Hamburg - Nach einem Bericht des "Hamburger Abendblatt" am Dienstag hat sich das Bundesjustizministerium deshalb am Montag an die deutsche Stelle zur Vergabe der Internetadressen, DENIC, gewandt. "Wir bieten uns als Koordinatoren an, um eine Liste anstößiger Internetadressen zu erstellen", sagte Ministeriumssprecher Christian Arns der Zeitung. "In Zusammenarbeit mit Organisationen wie dem Zentralrat der Juden wollen wir damit dazu beitragen, die Vergabe solcher Adressen künftig zu verhindern."

"Die Wirtschaftsunternehmen müssen begreifen, dass sie gesellschaftliche Verantwortung tragen", kritisierte Arns die bisherige Praxis bei der Vergabe der Internetadressen. Beim Kampf gegen den Rechtsextremismus könne niemand neutral bleiben.

Schlechte Scherze

Unbekannte "Nachahmungstäter" nutzten diese Schwachstelle im automatisierten Registrierungsprozess am Montag abend aus und liessen sich die Domain "heil-hitler.de" erneut registrieren, noch dazu auf den Namen eines gänzlichen Unbeteiligten.
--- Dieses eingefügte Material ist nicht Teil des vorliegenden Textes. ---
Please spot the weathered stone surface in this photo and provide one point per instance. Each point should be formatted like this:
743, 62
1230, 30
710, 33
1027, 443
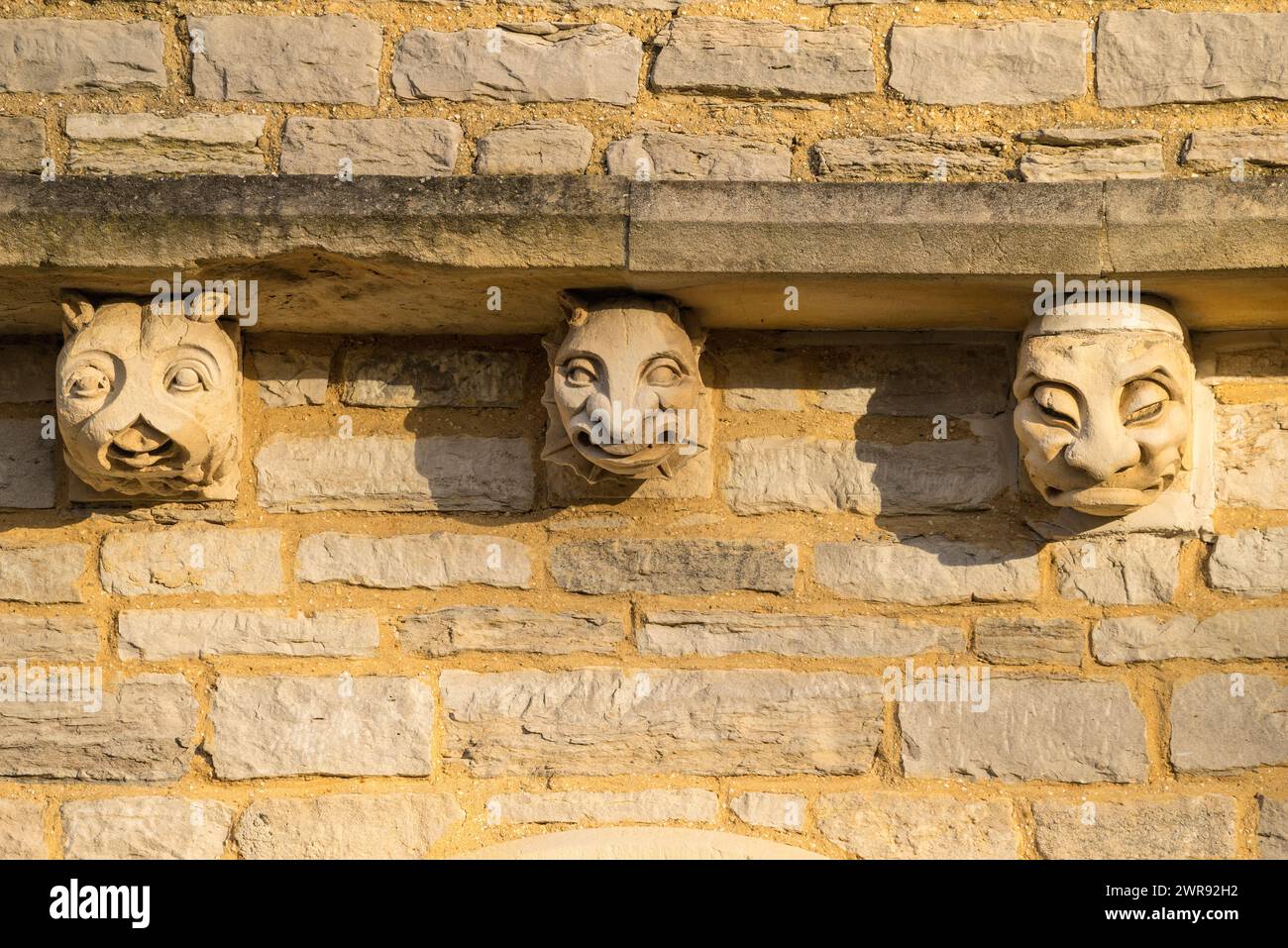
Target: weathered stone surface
776, 474
1252, 562
43, 574
347, 826
604, 721
1145, 56
1212, 151
287, 725
378, 473
80, 55
784, 811
145, 827
48, 639
1185, 828
1245, 634
1010, 63
24, 140
412, 562
669, 156
183, 561
143, 733
1271, 828
634, 806
1033, 729
407, 147
26, 466
1228, 721
398, 376
565, 63
506, 629
912, 156
537, 147
927, 571
1029, 640
1119, 571
674, 567
894, 826
145, 143
160, 634
842, 636
291, 378
21, 831
245, 58
1250, 454
761, 59
921, 380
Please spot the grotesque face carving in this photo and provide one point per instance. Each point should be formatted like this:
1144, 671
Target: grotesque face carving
625, 391
149, 397
1104, 406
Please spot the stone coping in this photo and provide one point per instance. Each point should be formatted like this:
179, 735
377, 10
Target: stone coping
419, 256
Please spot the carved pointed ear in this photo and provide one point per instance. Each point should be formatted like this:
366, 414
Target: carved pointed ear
77, 312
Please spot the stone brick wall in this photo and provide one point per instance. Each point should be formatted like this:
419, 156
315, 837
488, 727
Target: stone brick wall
411, 636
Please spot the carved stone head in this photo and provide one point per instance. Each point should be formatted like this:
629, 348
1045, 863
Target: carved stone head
1104, 404
149, 397
625, 393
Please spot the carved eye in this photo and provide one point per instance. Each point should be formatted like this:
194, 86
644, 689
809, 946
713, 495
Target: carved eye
1057, 404
1142, 401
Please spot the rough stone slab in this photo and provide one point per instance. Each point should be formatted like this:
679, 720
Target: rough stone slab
601, 721
785, 811
26, 466
536, 147
1146, 56
927, 571
346, 826
183, 561
1252, 562
673, 567
80, 55
1229, 721
574, 62
143, 733
1029, 640
1212, 151
1185, 828
632, 806
21, 830
1119, 571
48, 639
1033, 729
380, 473
408, 147
1250, 455
1224, 636
1010, 63
915, 156
752, 59
669, 156
145, 143
288, 725
399, 376
24, 141
145, 827
506, 629
894, 826
711, 634
331, 58
787, 474
43, 574
161, 634
413, 562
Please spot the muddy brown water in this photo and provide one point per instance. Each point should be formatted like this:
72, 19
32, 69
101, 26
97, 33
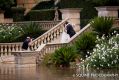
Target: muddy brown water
32, 72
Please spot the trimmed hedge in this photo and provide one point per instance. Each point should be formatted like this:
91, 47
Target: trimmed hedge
38, 15
88, 12
44, 5
18, 13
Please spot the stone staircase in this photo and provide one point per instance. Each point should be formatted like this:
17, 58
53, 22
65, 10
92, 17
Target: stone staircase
46, 43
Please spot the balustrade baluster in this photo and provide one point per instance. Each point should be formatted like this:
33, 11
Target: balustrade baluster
35, 46
5, 50
2, 50
17, 47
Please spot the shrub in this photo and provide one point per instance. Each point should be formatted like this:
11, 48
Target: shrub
9, 33
39, 15
106, 53
102, 25
105, 2
44, 5
18, 13
31, 29
85, 44
63, 56
15, 33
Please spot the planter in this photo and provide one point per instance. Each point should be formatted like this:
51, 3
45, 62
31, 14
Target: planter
108, 11
74, 16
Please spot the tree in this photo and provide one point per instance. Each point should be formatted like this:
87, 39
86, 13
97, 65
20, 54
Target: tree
4, 4
105, 2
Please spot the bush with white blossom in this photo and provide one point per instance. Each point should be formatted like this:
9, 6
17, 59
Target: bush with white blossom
105, 54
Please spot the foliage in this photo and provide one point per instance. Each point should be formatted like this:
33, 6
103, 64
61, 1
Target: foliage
38, 15
102, 25
85, 44
31, 29
63, 56
88, 11
15, 33
4, 4
18, 13
47, 60
105, 2
44, 5
106, 53
9, 33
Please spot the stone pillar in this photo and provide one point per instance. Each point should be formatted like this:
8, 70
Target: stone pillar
108, 11
74, 16
1, 16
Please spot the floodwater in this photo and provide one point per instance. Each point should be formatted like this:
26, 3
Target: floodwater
33, 72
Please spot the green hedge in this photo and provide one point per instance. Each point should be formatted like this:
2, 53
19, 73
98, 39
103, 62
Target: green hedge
38, 15
44, 5
88, 12
18, 13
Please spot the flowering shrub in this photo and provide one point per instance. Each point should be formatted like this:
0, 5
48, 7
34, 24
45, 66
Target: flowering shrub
106, 53
84, 43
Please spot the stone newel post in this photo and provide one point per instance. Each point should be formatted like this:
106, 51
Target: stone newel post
108, 11
74, 16
1, 16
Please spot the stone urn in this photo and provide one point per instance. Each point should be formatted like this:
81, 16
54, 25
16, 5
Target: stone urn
73, 14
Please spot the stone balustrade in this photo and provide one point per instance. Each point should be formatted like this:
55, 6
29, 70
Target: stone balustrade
49, 36
7, 48
46, 25
116, 23
51, 47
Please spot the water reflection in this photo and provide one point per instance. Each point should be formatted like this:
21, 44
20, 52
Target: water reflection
23, 72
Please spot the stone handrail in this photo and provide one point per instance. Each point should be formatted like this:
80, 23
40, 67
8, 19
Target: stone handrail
45, 25
48, 36
51, 47
7, 48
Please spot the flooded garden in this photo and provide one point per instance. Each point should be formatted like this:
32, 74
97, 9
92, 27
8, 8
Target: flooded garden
35, 72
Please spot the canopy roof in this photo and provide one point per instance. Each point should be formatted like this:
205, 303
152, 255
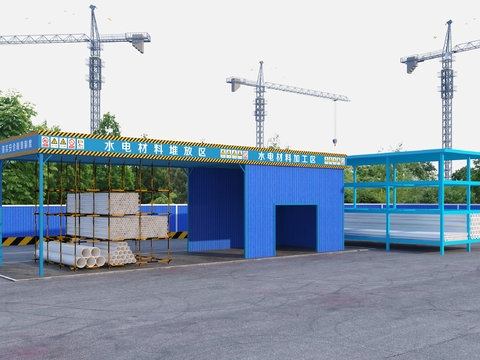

Bei Denic wurde das am Dienstag morgen umgehend rückgängig gemacht und solchen Fällen in der Zwischenzeit auf die Weise vorbeugt, dass man die Domain kurzerhand auf eigenen Namen registrierte. "Unsere Datenbank muss erst umgebaut werden, wir können Adressen nur nach dem System 'ist registriert' oder 'frei' anlegen - eine dritte Option gibt es zur Zeit noch nicht," sagte Pressesprecher Klaus Herzig zu SPIEGEL ONLINE.